The other candidates in the March 12 poll are Jacques Anouma (Ivory Coast), Patrice Senghor (Senegal) and Ahmed Yahya (Mauritania).
Sport’s highest legal body says it will hear incumbent Ahmad’s appeal in full on March 2, with a decision issued before the Caf presidential elections. But Uganda seems to have reached one already and needs no more courting.
“We are likely to vote for him [Motsepe] because of several factors,” a source at Fufa intimated to Daily Monitor.
“He is the best bet for now though not yet a final decision because the Fufa president has to meet with other Cecafa leaders so that they can brainstorm and find the best position as a region.”
Motsepe owns South African giants Mamelodi Sundowns where Uganda Cranes captain Denis Onyango plays.
Fufa publicist Ahmed Hussein remains tight-lipped. However, Mujib Kasule, who attempted to run against Magogo for the Fufa seat in 2017, has advice for the game handlers here.
Kasule, the director of Proline, says that Uganda and Africa must scrutinise the candidates’ proposals thoroughly to find those who will strike a balance between the business side of the game and the quality of football played and competitions.
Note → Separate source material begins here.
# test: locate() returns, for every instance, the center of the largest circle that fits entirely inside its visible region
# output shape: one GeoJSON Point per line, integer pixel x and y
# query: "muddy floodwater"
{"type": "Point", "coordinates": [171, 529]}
“The voters must look at a candidate who will bring about development,” Kasule says. “The leaders are focusing on the business side and forgetting the game itself.
“For example, they are focusing on expanding the competitions to accommodate more teams and not minding about the quality,” he adds.
Under Ahmad, the continent’s elite tournament, Africa Cup of Nations, has been expanded from 16 to 24 teams.
“We’ve issues with infrastructure but we are not seeing proposals and strategies to improve on that. They need to address the issue of coaching; we are seeing coaches from Europe coming to coach with their licenses but African coaches cannot go there because they don’t recognise ours,” Kasule, also a Caf coaching instructor, states.
“When I see a candidate who owns a football club that is a giant on the continent and coming from a country that has made big strides in terms of football development, that gives me hope that he can do a good job,” Kasule says of Motsepe.
“He understands the challenges firsthand. He might lack experience when it comes to management of African football compared to others but I think he has enough to adapt quickly.”
Magogo, also a Caf Excom member, will vote on Uganda’s behalf.